Codex 3227a of the Germanisches Nationalmuseum in Nuremberg (also known as Hs. 3227a, GNM 3227a, Nürnberger Handschrift GNM 3227a) is a manuscript of 169 folia, dated to the close of the 14th century. Its text is written in Latin and German. The German portions have been identified as in East Central German dialect.

The composition of the manuscript is sometimes dated to 1389 on the basis of the calendar on fol. 83v which covers the years 1390-1495 (assuming that the scribe compiled the calendar for future reference only), but it has been noted that nothing precludes a date in the first quarter of the 15th century.

By the late 15th century, the manuscript was owned by Nicolaus Pol, who left the inscription Nicolaus Pol doctor 1494. Pol is known as the personal surgeon to the emperors at Innsbruck from 1495. After Pol's death in 1532, his library, presumably including this manuscript, passed to Innichen Abbey in South Tyrol. The fate of the manuscript during the 17th and 18th centuries is unknown, but it was part of the library of Hans Freiherr von und zu Aufsess, from which it passed to the Germanisches Nationalmuseum in 1852.

The manuscript is a pragmatic commonplace book apparently compiled for the scribe's personal use. It is an early example of such a compilation (if indeed it dates to before 1400), and is as such notable as a document of the transition from oral to written tradition during the late medieval period.

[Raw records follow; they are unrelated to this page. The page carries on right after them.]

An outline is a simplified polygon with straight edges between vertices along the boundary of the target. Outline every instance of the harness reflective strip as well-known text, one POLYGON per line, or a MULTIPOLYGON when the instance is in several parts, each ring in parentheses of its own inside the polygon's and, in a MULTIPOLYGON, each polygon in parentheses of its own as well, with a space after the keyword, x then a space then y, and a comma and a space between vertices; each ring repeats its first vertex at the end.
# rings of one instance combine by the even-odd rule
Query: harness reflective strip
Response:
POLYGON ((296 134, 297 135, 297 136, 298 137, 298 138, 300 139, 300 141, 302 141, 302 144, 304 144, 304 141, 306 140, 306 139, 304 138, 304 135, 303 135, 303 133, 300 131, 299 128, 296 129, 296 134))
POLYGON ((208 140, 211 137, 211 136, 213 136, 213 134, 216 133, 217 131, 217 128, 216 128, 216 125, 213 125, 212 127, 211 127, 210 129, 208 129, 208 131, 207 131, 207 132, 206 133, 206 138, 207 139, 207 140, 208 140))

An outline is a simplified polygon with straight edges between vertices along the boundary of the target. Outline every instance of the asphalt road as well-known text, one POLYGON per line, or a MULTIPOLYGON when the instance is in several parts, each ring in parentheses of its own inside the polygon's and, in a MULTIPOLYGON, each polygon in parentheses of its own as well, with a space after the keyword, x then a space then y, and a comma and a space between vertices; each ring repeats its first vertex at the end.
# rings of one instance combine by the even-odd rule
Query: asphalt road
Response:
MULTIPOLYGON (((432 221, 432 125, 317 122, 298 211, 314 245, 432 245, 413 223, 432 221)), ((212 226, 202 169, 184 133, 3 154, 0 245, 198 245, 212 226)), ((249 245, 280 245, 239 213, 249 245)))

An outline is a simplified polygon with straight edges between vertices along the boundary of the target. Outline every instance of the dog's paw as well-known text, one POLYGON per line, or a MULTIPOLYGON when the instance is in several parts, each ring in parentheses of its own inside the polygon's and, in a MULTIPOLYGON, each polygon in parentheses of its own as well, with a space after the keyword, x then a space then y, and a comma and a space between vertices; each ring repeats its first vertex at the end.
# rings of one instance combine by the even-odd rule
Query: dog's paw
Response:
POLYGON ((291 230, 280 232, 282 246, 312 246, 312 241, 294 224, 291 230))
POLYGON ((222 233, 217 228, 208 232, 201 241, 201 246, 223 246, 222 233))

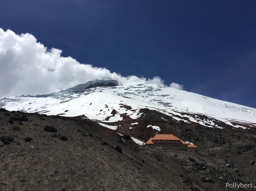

The compilation contains notes on an eclectic variety of topics, including alchemy, magical formulas, conjuring tricks, chemical recipes for fireworks, paints, medicine, ironworking, etc.

A substantial portion of the manuscript is a combat manual, making it of particular notability for the study of Historical European Martial Arts. It is the earliest record of the German school of fencing in the tradition of Johannes Liechtenauer. Liechtenauer is here for the first time mentioned by name, and his teachings quoted. His tradition of martial arts, especially the fencing with the longsword would remain influential in Germany throughout the 15th and for much of the 16th century.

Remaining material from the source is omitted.